Diffusion on Circles — Decstar's Blog

A tiny DDPM trained on sklearn's two concentric circles. This is a tiny diffusion model trained to predict noise that generate circles. Live demo below, note that it may take some time to generate the circles and animation.

Live demo

Press Generate to draw fresh samples from random noise. The animation plays the 100 reverse-diffusion steps in order — chaos at the top, clean rings at the bottom.

Code

import torch
import torch.nn as nn
import torch.optim as optim
import math
import numpy as np

from sklearn.datasets import make_circles

samples = 2000
noisy_circles_x, noisy_circles_y = make_circles(n_samples=samples, noise=0.05, random_state=6)
scaled_circles_x = (noisy_circles_x - np.mean(noisy_circles_x, axis=0)) / np.std(noisy_circles_x, axis=0)

beta_start    = 1e-4
beta_end      = 0.02
t_max_steps   = 100

def f_beta(i):
    return beta_start + (beta_end - beta_start) * (i / (t_max_steps - 1))

def f_alpha(i):
    return 1 - f_beta(i)

class TinyDiffusionAutocoder(nn.Module):
    def __init__(self):
        super().__init__()
        self.embed  = nn.Embedding(t_max_steps, 8)
        self.ln1    = nn.Linear(2 + 8, 64)
        self.ln12_a = nn.ReLU()
        self.ln2    = nn.Linear(64, 64)
        self.ln23_a = nn.ReLU()
        self.ln3    = nn.Linear(64, 2)

    def forward(self, x):
        r, t = x
        em = self.embed(t)
        r = torch.cat([r, em], dim=-1)
        r = self.ln12_a(self.ln1(r))
        r = self.ln23_a(self.ln2(r))
        r = self.ln3(r)
        return r


model             = TinyDiffusionAutocoder()
circle_tensor     = torch.from_numpy(scaled_circles_x).float()
beta_tensor       = torch.tensor([f_beta(i)  for i in range(t_max_steps)], dtype=torch.float32)
alpha_tensor      = torch.tensor([f_alpha(i) for i in range(t_max_steps)], dtype=torch.float32)
alpha_prod_tensor = torch.cumprod(alpha_tensor, dim=0, dtype=float)
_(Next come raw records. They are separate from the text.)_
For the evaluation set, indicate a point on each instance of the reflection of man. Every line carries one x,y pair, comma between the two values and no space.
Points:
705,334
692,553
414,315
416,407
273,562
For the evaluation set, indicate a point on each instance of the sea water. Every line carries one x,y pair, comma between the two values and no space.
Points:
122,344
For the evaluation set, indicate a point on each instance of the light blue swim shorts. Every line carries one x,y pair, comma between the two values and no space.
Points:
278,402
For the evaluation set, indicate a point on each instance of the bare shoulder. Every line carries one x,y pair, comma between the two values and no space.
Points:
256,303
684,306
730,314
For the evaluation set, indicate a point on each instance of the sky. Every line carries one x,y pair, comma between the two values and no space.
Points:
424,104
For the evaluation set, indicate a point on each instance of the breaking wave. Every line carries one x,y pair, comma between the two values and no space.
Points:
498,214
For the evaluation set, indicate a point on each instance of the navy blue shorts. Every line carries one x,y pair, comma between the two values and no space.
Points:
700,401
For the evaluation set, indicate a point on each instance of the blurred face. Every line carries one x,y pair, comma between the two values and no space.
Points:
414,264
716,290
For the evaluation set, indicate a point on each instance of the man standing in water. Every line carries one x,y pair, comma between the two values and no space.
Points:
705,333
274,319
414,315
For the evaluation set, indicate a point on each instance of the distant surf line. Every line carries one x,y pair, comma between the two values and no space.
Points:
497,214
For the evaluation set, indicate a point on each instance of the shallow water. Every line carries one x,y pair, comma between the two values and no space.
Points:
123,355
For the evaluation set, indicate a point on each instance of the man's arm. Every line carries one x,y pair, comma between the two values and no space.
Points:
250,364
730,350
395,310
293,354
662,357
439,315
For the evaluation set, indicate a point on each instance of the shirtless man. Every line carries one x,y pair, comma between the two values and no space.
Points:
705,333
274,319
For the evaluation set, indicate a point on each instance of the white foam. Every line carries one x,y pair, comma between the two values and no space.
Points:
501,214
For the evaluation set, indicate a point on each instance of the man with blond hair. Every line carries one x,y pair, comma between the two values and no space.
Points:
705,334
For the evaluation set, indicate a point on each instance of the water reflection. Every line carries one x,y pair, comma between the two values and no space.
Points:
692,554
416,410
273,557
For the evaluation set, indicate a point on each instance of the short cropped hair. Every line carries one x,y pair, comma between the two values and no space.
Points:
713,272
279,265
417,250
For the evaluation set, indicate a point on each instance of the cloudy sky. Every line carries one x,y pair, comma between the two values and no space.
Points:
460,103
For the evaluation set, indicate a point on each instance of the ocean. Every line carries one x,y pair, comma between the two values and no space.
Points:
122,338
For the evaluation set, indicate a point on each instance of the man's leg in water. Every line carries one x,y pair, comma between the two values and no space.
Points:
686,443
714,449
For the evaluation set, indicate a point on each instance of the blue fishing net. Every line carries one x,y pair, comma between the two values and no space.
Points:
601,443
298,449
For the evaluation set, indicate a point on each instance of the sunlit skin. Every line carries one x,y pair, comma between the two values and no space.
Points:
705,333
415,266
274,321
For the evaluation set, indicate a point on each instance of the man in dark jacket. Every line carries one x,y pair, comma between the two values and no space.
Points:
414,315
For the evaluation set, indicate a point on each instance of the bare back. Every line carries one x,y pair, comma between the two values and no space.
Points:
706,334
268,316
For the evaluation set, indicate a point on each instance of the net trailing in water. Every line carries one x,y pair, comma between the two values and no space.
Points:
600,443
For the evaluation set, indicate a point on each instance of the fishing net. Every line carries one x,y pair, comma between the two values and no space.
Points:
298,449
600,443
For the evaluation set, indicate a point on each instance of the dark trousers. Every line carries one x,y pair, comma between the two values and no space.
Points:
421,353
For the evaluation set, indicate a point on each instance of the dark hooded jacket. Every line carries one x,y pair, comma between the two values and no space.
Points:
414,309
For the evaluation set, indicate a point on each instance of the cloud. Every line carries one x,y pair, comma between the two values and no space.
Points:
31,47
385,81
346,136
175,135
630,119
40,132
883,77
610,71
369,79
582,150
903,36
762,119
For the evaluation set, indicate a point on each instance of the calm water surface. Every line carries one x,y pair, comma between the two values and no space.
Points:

optimizer         = optim.Adam(model.parameters(), lr=0.001)
loss_function     = nn.MSELoss()

batch_size = 500
assert circle_tensor.shape[0] % batch_size == 0


@torch.no_grad()
def sample_reverse(num_samples):
    model.eval()
    x_t = torch.randn(num_samples, 2)
    for t in reversed(range(t_max_steps)):
        t_en        = torch.full((num_samples,), t, dtype=torch.long)
        eps_hat     = model((x_t, t_en))
        alpha_t     = alpha_tensor[t]
        alpha_bar_t = alpha_prod_tensor[t]
        beta_t      = beta_tensor[t]

        # DDPM reverse mean
        term1 = 1.0 / torch.sqrt(alpha_t)
        term2 = (1.0 - alpha_t) / torch.sqrt(1.0 - alpha_bar_t)
        mu_t  = term1 * (x_t - term2 * eps_hat)

        if t > 0:
            z   = torch.randn_like(x_t)
            x_t = mu_t + torch.sqrt(beta_t) * z
        else:
            x_t = mu_t
    return x_t


for epoch in range(1000):
    model.train()
    training_loss, training_count = 0, 0
    for batch_index in range(0, circle_tensor.shape[0], batch_size):
        optimizer.zero_grad()
        circles     = circle_tensor[batch_index:batch_index + batch_size]
        e_noise     = torch.randn(batch_size, 2)
        t_en        = torch.randint(low=0, high=t_max_steps, size=(batch_size,), dtype=torch.long)
        alpha_bar_t = alpha_prod_tensor[t_en].unsqueeze(-1)
        x_t         = (torch.sqrt(alpha_bar_t) * circles +
                       torch.sqrt(1 - alpha_bar_t) * e_noise).float()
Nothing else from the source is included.